Saturday, 7 September 2013


Following World World War II President Eisenhower warned about the military-industrial complex and exercised US military power in measured ways.

President Johnson embarked on a different course in Viet Nam. The only Congressional authorization Johnson ever sought for that calamity arose from the 1964 Gulf of Tonkin incident which he wildly exaggerated. Thereafter, he set about trying to fight his war in a way the American people might hopefully not notice too much. (“Drift, the Unmooring of American Military, Power” Rachel Maddow Crown Publishers NY)

President Reagan was involved with Operation Urgent Action to liberate a few sheep and students in Granada. As an encore he narrowly avoided impeachment in the Iran Contra affair. In both instances his advisers'  purpose  was to keep Congress from meddling in the government.

The United States and the rest of the world has paid an enormous price for its unconstitutional involvement in wars since WW II.

As George H.W. Bush prepared for Gulf War I, Federal District Judge Harold H Greene decided the case of Dellums v. Bush, 752 F. Supp. 1141 (1990), Fifty four members of Congress sued Bush in 1990. They were trying to halt a military buildup in response to Iraq’s invasion of Kuwait. The plaintiffs argued that military action without a declaration of war would be unlawful under 
U.S. Const. art. I, § 8, cl. 11. The District Court denied a preliminary injunction because it was premature  The President, he held, had not yet initiated war-like actions.

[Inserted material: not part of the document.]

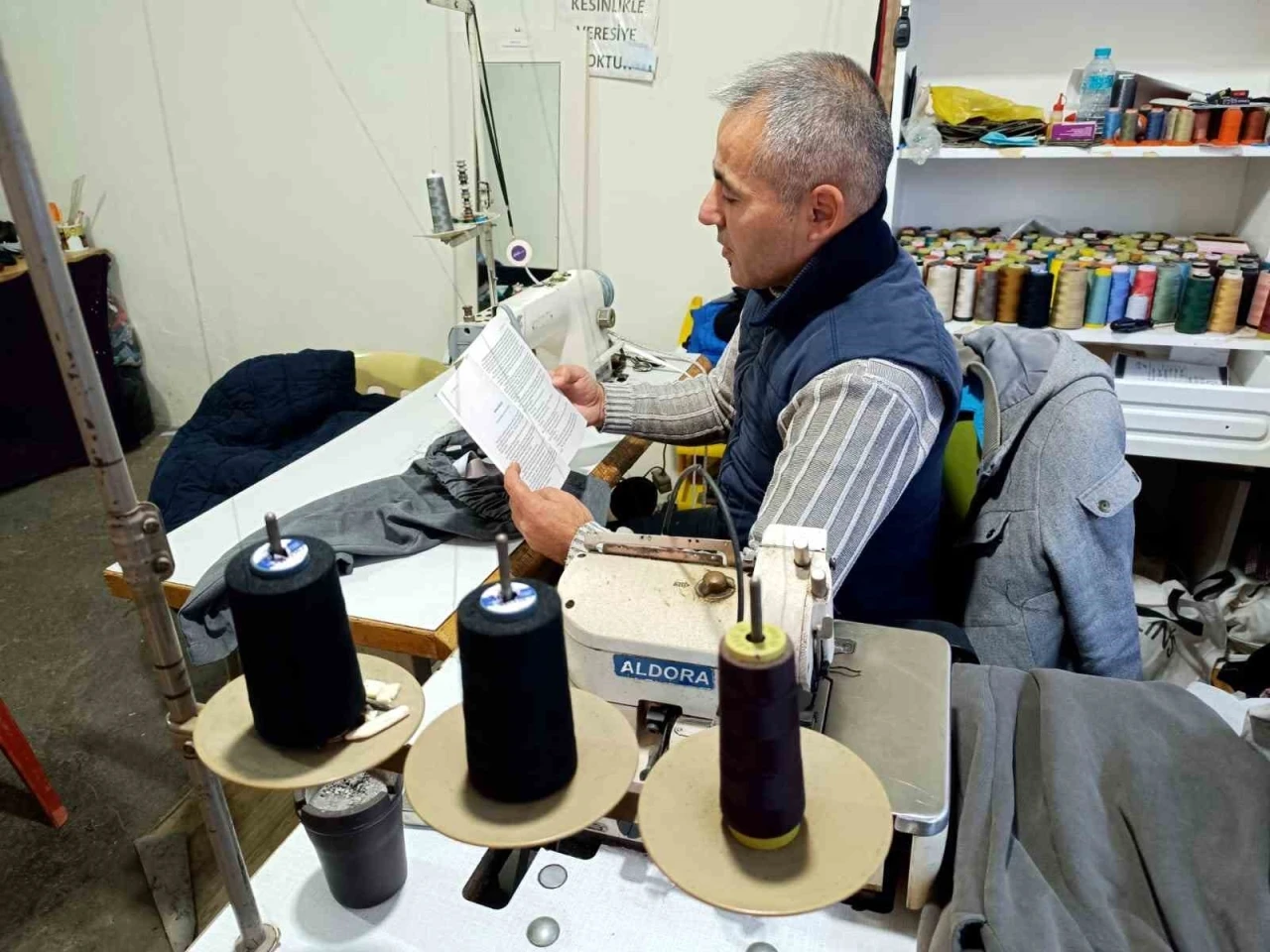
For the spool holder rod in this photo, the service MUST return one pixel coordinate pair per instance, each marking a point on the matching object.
(504, 567)
(271, 529)
(135, 527)
(756, 612)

The following portion of the reasons for judgment should be inscribed as an appendix on all of the monuments to War in Washington:

“ Article 1, section 8, clause 11 of the Constitution grants to the Congress the power "to declare war." To the extent that this unambiguous direction requires construction or explanation, it is provided by the framers comments that they felt it would be unwise to entrust the momentous power to involve the nation in the war to the president alone; Jefferson explained that he desired "an effectual check to the dog of war" James Madison similarly expressed the expectation that the system would guard against hostilities being initiated by a single man. Even Abraham Lincoln while a congressman said more than a half-century later that "no one man should hold the power of bringing war upon us.

Now President Obama is trying to do it again.

Syria’s President, Assad gassed thousands of civilians including Children 
in a Damascus suburb. President Obama wants to  set the tall Syrian ophthalmologist straight by bombing Syria for 60 days or so. The American’s have smart bombs but they have not yet been developed to the point that they miss the innocents. 

There is no situation in the world today that one President or another cannot make worse. If the Assad government falls there will be a massacre of men women and children. If the Assad government remains the same thing will happen. In either case Israel will be blamed and j
ustice will not be done nor seen to be done. 

At the end of the 60 day war does anyone really believe the American’s will be able to withdraw? Whether they withdraw or not no good will come of it. 

If the President wants war it is the job of Congress to carefully debate, consider and declare it. 

President Obama taught Constitutional Law at Harvard. He should re-read his predecessor, President James Madison’s rationale for Article 1, Section 8: 

 "The Constitution supposes, what the history of all governments demonstrate "that the executive is the branch of power most interested in war, and most prone to it. It has accordingly with studied care vested the question of war in the legislature."